Monday, September 1, 2014

Computational Image Analysis is a Centerpiece of Cell Biology

For most biologists, especially cell biologists, it doesn't take long before one realizes how important visual processing is for interpreting scientific data. Likely in the first few weeks of an undergraduate molecular biology lab, young scientists learn the importance of being able to differentiate a "good" gel from a "bad" one by the look of the bands. At a slightly more expert level, we are trained to discriminate the "look" of healthy cells from problematic cells under a microscope. The most seasoned scientists develop the uncanny skill of scanning hundreds of fluorescently stained cells and mentally processing a) if the experiment ran correctly, and b) find a "representative" field of view that can be used in a publication. Typically, this skill will be explained as intuition, and most scientists can also quickly tick off a list of instances when such a process has led to novel discoveries and countless publications.

The success of visual intuition is one of the most amazing aspects of the human brain. In fact, the performance of human/animal brains in these tasks is far superior to modern computers, famously illustrated by the Google "cat recognition problem". A recent publication from IBM Research in Science replicated neural architecture in a computer chip, and not surprisingly the test case of its performance was to test image recognition. Given this trajectory of computational and engineering efforts, it won't be long until the algorithms of visual intuition are more rigorously quantified (and more broadly exploited).

In the cell biology field, an excellent tool to help scientists grasp computational image analysis is the CellProfiler free-ware developed by MIT/Broad Institute. This program offers fairly powerful analysis tools (which most companies were charging thousands of dollars), and also is structured in a way to maximize learning potential of novice to intermediate users. Most importantly, widespread access is removing the mystery of image analysis to a whole generation of scientists.

One of the first reactions when a biologist applies computational image analysis on a data set is disbelief.
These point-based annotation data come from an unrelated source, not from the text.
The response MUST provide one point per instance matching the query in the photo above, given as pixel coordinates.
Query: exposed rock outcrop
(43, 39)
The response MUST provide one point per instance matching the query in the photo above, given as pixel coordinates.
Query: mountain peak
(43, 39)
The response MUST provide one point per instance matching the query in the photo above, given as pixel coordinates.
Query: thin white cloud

Even after the kinks of the routine are ironed out, and the analysis is performed on a "known" data set (for example one that was previously published), the results often won't look right to the user. A typical case being where an experimental condition promotes the expression of a target protein. In data from populations averages (e.g. Western blots), it should be obvious that there is 5X enhancement of expression after treatment. Subsequently looking at microscope images, one can clearly see the difference between control and experiment groups-- often highlighted in a prototypical case in the figure of a publication. However, upon doing the image analysis on hundreds of cells, a common result is that there is tremendous heterogeneity in the sample. An average 5X enhancement may result from 20X from a small subset, and no change in a surprisingly large percentage of cells. The opposite cause is also often true-- a large phenotypic change is caused by a small shift of response across the entire population of cells. These types of results, while not contradictory to the previous experimental data, often make scientists uneasy.
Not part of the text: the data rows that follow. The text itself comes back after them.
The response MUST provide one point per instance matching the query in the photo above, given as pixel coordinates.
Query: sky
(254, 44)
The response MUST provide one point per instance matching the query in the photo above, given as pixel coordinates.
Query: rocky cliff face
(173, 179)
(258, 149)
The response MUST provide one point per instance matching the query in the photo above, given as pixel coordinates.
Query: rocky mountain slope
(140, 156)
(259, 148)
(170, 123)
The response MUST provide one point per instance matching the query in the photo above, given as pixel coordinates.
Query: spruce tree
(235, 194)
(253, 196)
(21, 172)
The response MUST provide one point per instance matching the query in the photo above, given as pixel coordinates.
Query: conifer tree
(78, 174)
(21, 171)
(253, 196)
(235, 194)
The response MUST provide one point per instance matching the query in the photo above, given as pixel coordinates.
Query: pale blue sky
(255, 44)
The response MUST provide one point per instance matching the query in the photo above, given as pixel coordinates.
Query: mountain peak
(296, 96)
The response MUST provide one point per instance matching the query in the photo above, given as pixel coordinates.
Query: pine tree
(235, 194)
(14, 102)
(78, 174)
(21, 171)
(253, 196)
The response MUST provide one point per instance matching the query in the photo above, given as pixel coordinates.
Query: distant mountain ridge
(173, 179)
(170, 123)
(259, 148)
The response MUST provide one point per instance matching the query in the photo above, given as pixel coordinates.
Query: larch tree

As computational methods become more commonplace in understanding and engineering biological systems, it is important to embrace the messiness of single cell data. While it may initially feel counterproductive to more traditional intuitive methods (compound A causes translocation of TF Y is "cleaner" than A increases the likelihood of translocation in X% of cells by P to Q fold), the reality is that our intuition is operating by the same logic as (well crafted) computational methods. The power of combining human and machine analysis to cell data should be to improve efficiency in discovery. Such an approach has (slowly) started to take root in histopathology, and will surely find many more applications in the life sciences.